Certo, perchè fare un affermazione ambigua in un paese dove è costume far saltare per aria i giudici ora diventa illegittimo perchè offende d'Alema (e ancora non si parla di quel "ci penso io" a Consorte)!

Dice ancora la Forleo: "Purtroppo il giudice viene lasciato solo anche da tanti suoi colleghi. Dopo aver preso scelte scomode io e altre persone ci siamo ritrovati a non avere i soliti inviti e i contatti consueti con colleghi. Anche oggi qualcuno mi ha telefonato e raccomandato: "Sii prudente". Ora la Forleo lavora negli uffici giudiziari di Milano, che a buon titolo consideriamo d'eccellenza. Il suo j'accuse lascia pensare che le toghe di Milano siano così acquiescenti all'attuale potere politico dei Ds da isolarla per le sue decisioni, addirittura da minacciarla con discrezione.

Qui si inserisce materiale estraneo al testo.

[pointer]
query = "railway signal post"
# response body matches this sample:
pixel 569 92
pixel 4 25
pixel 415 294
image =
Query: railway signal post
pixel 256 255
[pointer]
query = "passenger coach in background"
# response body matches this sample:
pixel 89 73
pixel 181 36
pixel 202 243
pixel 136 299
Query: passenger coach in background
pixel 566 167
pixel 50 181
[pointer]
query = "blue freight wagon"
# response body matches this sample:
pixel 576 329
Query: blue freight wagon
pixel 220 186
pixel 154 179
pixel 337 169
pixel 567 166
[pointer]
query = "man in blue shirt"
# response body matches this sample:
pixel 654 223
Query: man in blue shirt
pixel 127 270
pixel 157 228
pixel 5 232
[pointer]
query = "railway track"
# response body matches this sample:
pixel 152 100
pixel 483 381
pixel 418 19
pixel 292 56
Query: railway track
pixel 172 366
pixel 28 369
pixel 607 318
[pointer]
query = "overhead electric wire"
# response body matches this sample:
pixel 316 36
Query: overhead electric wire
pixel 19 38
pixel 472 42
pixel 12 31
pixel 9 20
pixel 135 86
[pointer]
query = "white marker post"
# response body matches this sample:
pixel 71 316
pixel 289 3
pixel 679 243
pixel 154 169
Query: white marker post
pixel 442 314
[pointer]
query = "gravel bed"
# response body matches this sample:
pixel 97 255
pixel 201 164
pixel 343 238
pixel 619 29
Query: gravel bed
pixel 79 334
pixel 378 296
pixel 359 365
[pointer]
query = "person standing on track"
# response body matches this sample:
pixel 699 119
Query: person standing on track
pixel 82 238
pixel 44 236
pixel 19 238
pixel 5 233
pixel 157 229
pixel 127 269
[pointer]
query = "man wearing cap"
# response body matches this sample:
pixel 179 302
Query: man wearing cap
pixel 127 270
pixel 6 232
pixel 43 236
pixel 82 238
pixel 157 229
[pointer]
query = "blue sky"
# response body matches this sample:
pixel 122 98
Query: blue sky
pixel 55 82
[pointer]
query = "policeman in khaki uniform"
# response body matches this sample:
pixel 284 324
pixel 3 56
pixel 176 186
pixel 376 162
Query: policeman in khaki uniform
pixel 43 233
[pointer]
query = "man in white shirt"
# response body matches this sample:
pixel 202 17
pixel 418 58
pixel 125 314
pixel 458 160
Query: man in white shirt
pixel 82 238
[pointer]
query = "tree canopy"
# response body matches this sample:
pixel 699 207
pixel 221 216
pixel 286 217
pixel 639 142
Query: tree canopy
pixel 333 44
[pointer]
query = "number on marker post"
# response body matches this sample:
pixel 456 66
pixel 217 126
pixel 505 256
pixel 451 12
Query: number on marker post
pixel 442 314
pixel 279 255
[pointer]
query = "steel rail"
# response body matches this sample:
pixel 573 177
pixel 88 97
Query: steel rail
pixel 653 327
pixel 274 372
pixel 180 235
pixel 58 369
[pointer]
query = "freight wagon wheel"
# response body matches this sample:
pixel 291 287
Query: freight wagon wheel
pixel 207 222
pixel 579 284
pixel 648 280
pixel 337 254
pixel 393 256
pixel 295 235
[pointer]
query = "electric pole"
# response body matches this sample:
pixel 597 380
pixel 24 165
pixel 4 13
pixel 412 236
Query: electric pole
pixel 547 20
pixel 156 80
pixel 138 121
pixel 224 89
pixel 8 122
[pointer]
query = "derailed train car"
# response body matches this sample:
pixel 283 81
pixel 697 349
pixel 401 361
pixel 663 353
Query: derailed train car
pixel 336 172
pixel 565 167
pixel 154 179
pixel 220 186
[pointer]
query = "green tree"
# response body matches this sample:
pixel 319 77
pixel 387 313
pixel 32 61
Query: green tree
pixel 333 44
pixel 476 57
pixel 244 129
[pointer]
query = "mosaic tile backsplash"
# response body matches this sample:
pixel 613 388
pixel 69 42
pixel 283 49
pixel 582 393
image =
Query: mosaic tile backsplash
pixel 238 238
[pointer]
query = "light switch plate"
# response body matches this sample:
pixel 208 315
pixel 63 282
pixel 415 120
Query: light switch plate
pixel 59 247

Stanno davvero così le cose, oggi, nell'ufficio che fu di Borrelli, Colombo, Davigo, Di Pietro e che è oggi di Boccassini, Greco, Spataro e di centinaia di altri pubblici ministeri e giudici che, investiti dall'ondata di piena del berlusconismo al governo, hanno conservato il rispetto di se stessi, del proprio regolato lavoro e della Costituzione? Si fa fatica a crederlo. Per crederlo, bisognerebbe documentarlo meglio. Se non si può documentare meglio, converrebbe tacere a meno di non voler correre il rischio di diffondere, senza ragione e ragionevolezza, un ingiusto discredito su un'istituzione dello Stato e sui suoi servitori.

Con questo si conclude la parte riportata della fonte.